When an Institution Tells You They are an Anti-Racist One
When an institution tells you they are an anti-racist one
You will forget the hundreds of times you’ve heard this.
It is the Welcome Week of the fall quarter,
And they aren’t even there to tell you this in person,
But instead from far away voices standing on the rooftop of a festival,
They are celebrating student enrollment.
And, of course, you will smile
Because it sounds like they mean it.
Because you want to believe them.
Because an institution has never rolled over to you those words
Tied with that ribbon in the sky from that song.
Full of wonder. Waiting to make interactions with you.
Their smiles, dancing laughing flowers following the sun around
While your socially distant mind, trying to re-socialize into distant times, says
“Fine. I believe you, this time.”
They’re arms, stretched as wide as the opportunities
Completing a degree program can open,
Waiting to be wrapped around your diploma like a bow.
They will remember the time you told the business office
What you would do with your scholarship money
And that will feed them forever, but it gets expensive.
When an institution tells you they are an anti-racist one,
You will hear Carnival.
The parade of all your past institutions dancing up from your stomach
All the way down the lane until the music begins to fade
And your memories are re-written and become a dismissed and silent ride home alone.
That is when you remember that
When an institution tells you that they are an anti-racist one
They mean, they are about to start racelighting you now.
This institution will tell you they’re an anti-racist one
Not long after ham-handedly handing over to you your ledger
A tuition bill filled with technology service fees
During a time when all classes were held online.
Patience is something you were working on, but no.
Not for them.
When they ask you if you feel like they are an anti-racist one
You be standing in the kitchen with a late-night bowl of instant ramen.

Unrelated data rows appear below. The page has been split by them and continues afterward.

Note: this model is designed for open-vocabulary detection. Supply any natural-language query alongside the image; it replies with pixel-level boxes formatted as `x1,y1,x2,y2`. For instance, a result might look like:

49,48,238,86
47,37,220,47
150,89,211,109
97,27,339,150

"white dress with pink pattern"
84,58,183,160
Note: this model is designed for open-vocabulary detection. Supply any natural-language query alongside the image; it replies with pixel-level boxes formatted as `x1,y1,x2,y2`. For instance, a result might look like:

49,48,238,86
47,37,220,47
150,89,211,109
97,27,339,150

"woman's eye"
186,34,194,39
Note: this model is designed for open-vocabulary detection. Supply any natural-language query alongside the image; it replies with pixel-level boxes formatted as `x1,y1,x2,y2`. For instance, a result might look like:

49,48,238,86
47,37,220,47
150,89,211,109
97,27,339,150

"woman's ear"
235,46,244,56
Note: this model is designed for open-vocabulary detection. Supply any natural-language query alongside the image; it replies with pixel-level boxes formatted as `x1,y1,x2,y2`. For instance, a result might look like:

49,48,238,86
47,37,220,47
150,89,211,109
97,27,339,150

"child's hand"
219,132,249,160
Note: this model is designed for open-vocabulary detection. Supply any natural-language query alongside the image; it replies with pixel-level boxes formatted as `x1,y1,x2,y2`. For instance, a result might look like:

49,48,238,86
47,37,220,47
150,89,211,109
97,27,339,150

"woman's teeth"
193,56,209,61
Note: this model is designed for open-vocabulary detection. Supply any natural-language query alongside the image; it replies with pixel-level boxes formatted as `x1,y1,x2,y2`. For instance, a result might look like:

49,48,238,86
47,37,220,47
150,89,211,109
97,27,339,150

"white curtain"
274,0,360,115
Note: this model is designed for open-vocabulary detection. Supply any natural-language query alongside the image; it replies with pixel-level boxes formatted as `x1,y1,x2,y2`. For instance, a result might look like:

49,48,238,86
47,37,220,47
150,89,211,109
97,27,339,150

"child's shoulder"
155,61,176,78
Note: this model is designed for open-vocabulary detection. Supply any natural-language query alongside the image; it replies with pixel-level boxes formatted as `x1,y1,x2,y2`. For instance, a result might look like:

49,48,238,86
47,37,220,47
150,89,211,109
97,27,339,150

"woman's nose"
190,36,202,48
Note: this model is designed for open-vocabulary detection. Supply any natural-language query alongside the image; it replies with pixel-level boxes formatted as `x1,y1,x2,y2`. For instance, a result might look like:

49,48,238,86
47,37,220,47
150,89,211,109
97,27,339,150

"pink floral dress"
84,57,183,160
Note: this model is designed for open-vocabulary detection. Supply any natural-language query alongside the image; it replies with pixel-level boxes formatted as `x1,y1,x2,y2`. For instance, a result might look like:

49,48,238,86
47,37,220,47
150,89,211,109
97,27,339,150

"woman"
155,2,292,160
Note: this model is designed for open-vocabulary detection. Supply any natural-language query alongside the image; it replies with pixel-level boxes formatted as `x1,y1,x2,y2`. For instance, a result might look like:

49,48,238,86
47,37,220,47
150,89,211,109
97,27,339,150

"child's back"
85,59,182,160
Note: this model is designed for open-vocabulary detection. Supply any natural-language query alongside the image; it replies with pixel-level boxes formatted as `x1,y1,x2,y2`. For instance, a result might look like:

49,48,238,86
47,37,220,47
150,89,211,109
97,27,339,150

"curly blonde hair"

You will watch the of your words spill on to the floor.
You will remember the day the butterflies in your stomach were
Captured and studied in the name of science,
You have decolonize their definition of the word peace
To a definition that is as loud and chaotic as picked bones from your grandmothers grave,
So you ax them with questions that push them to the edge—
At what point is archeology not grave robbing—
One by one, the voices fall as silently as the butterflies do.
Brown creeps around the green leaves and it’s time for finals.
When an institution tells you they are an anti-racist one,
Only to become silent like the microaggressions
That are passed around like calendar reminders with
Razor-blade edges,
Reminding you not to bleed your truth all over campus,
Standing at your door with
Land and labor acknowledgements only to add
To your ledgers tuition fees,
The barriers that they will later use to call you resilient and strong,
Do not cover your scars to make them feel accomplished.
They have no idea about what an anti-racist institution looks like.
One has never existed, remember?
They are just another historically structured institution. Remember?